Place onto plates, top with hot queso blanco dip, sprinkle with melty cheeses.
Now add as many quick pickled jalapenos as you like, a dash of cilantro, and serve…
- 4 Steaks for grilling (New York Strips, Rib-eye, T-bone, or Sirloin are all great choices)
- 1-2 T sunflower oil to coat the steaks in to adhere the seasoning mixture
- Steak Rub: Kosher Salt, Black Pepper, Garlic Powder, Onion Powder
- 4 jalapeno peppers
- 4 sweet red peppers (these come in bags of colorful peppers and aren’t spicy, you can also use spicy red jalapeno peppers if they are in season.)
- 1 ½ c. melting cheese for the top of the steaks: chihuahua cheese, pepper jack, monterey jack, asadero cheese
- Quick Pepper Pickle:
- 1 c. red wine vinegar
- ¼ c. sugar
- 4 t. salt
- 3 cloves
- 2 t. Mexican oregano
- Queso Blanco:
- 2 T butter
- 1/2 white onion
- 2 jalapenos, small dice, seeds reserved for adding in as needed
- 1 beefsteak tomato, chopped
- 3 garlic cloves, pressed through a garlic press
- 1 c. half and half
- 1 lb. white American cheese from the deli (Boar’s head preferred)
- Extra Items Needed: Charcoal, Grilling tools, etc.
Lay out the steaks and coat them on both sides with oil. Season
liberally with the kosher salt, black pepper, onion powder, and garlic powder. Reserve.
For the quick pickled peppers, slice both the jalapeno and sweet
red peppers into thin coins (the thinner the better). Place all the peppers
into a large shallow bowl.
Into a small saucepan add all of the ingredients for the pickle
brine and bring to a simmer. Pour the hot brine over the peppers and let them
soak while you make the queso.
For the queso, Heat the butter in a large saucepan over
low-medium heat. Add the onion and jalapeno, cook 3-4 minutes. Add the tomato
and garlic and cook an additional 3-4 minutes. Pour in the half and half,
Dice the white American cheese into squares (or if you have slices
just cut it into squares) and gently melt it into the hot half and half and
vegetable mixture. Stir well until it looks like queso! You can thin with water
or additional half and half if needed. Reduce the heat to very low and stir
occasionally to keep the bottom from burning.
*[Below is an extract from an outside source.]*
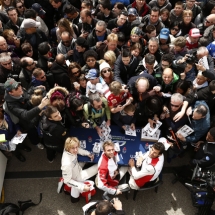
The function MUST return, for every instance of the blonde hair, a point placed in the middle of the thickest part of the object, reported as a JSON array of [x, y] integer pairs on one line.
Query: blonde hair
[[115, 87], [36, 97], [187, 13], [70, 142], [107, 143], [111, 56], [112, 37]]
Start the charcoal in your grill and when you’re ready place the
steaks onto the grill. Cook to desired doneness. For our steaks we grilled
about 4 min on each side. Remove to a large platter and let the steaks rest 10
min before serving.
To serve, place a steak on each plate. Top with a ladle of queso
blanco, top with cheese, then top with pickled peppers. The cheese will melt on
top of the hot queso and create and wonderful topping for your steak. Enjoy!